View Single Post
Old 05-10-12, 12:32 PM
  #50  
Racer Ex 
Resident Alien
 
Racer Ex's Avatar
 
Join Date: Jul 2007
Location: Location, location.
Posts: 13,089
Mentioned: 158 Post(s)
Tagged: 0 Thread(s)
Quoted: 349 Post(s)
Likes: 0
Liked 10 Times in 6 Posts
Originally Posted by Wogster
Second of all, if a helmet cracks or breaks, that helmet failed to do it's job.
Nah. Not sure why this comment keeps popping up. It didn't "fail to do it's job". It did its job. The impact just exceeded its design parameters. Unless you think they are designed to provide 100% structural integrity in which case you'd be wrong again.

Styrofoam is there to provide a compressible medium. The plastic is there to help provide abrasion and UV protection and to provide some structural support to the foam. If a helmet cracks it's provided all the cushioning it's designed for and has then come apart because the blow has exceeded it's design capacity. But it HAS provided all the cushioning it's designed for to 100%. It didn't just fall apart from the wind.

It's a lot like auto safety glass, which cracks but stays intact unless the forces overwhelm it and it busts into 1000 pieces.

Only difference between a bicycle helmet and motor cycle helmet BTW is that motorcycle helmets have a lot more foam and a much harder and thicker shell (carbon or fiberglass). Having crashed both, in many cases the blow you receive is identical. People still die of head injuries in motorcycle accidents. Did the helmet fail to do it's job in these cases? Unless you believe a helmet should provide 100% protection from all head injuries, which is tin hat stuff, you'd have to say no.

It's not a terrible leap of reasoning to believe that a bike helmet, in most cases, is better than nothing and provides some mitigation. How much? Depends.

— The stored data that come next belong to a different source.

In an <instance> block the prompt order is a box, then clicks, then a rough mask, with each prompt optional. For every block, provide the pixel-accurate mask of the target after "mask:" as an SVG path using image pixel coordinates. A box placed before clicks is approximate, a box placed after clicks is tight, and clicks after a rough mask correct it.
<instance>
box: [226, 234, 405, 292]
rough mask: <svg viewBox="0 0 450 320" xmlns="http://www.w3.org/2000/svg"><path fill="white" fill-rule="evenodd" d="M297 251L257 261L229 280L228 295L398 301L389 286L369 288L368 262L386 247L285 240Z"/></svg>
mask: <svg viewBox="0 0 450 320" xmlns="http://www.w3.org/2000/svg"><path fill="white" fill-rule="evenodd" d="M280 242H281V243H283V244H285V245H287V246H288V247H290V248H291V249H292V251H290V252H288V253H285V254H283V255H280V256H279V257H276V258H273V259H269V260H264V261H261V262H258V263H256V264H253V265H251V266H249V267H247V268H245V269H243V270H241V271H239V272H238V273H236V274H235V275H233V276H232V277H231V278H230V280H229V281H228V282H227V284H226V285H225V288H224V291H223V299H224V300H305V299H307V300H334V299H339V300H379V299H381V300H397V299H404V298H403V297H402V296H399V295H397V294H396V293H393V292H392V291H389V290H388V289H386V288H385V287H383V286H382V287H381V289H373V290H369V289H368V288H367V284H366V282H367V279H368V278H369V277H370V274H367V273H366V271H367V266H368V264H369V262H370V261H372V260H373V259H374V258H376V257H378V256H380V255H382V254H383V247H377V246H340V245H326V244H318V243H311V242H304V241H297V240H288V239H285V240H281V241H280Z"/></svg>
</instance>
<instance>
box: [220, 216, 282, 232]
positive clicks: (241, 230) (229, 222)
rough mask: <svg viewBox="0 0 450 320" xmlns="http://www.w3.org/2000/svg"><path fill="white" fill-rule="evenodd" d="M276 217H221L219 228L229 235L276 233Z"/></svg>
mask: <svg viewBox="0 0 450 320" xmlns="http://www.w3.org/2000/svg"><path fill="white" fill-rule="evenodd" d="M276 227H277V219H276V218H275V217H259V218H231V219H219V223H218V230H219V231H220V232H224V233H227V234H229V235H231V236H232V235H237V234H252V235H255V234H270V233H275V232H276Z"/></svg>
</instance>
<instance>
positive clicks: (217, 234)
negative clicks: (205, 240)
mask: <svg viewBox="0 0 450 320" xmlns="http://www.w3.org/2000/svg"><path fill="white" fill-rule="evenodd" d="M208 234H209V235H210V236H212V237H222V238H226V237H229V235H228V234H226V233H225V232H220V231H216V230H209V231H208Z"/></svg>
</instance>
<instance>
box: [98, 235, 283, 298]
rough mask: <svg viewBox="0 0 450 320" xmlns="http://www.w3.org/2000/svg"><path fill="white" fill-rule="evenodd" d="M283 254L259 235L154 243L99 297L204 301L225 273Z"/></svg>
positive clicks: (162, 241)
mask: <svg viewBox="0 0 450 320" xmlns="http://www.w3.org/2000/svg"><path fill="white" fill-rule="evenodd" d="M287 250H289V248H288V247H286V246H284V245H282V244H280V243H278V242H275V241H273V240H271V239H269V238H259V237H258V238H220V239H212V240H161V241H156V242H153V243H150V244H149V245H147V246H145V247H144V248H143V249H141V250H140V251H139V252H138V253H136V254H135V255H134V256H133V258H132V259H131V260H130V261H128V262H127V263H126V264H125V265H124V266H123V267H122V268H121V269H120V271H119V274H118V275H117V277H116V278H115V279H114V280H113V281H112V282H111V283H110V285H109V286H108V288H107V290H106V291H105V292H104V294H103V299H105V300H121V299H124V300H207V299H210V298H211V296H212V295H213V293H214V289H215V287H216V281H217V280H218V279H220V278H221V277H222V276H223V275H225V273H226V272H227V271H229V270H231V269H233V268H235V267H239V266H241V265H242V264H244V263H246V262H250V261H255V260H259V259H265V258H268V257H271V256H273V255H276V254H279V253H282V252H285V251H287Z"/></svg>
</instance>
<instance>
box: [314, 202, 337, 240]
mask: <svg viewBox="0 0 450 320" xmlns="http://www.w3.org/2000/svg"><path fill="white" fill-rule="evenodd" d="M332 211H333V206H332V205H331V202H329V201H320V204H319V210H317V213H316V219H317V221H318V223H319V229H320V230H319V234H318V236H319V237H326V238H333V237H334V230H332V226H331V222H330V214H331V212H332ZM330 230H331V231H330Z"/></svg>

I can raise my hand and say I've hit my head on the pavement without a helmet and with a helmet in nearly identical type crashes. Both produced minor concussions, one produced a giant knot and numerous stitches.

Guess which was which.

Statistical analysis is junk science to apply to this case study. The data is so scattered, diverse, and tiny it's worthless. And any statistician will tell you just because they haven't found a trend, doesn't mean one doesn't exist.

At best we can do the impact modeling and actual testing and come up with X helmet will provide Y impact force reduction in Z scenario.

And FWIW I think if you legislate helmets for motorcycle riders you should make the people in cars wear them too. Brain injuries are the number one killer in car accidents, if you believe the statistics

Last edited by Racer Ex; 05-10-12 at 01:19 PM.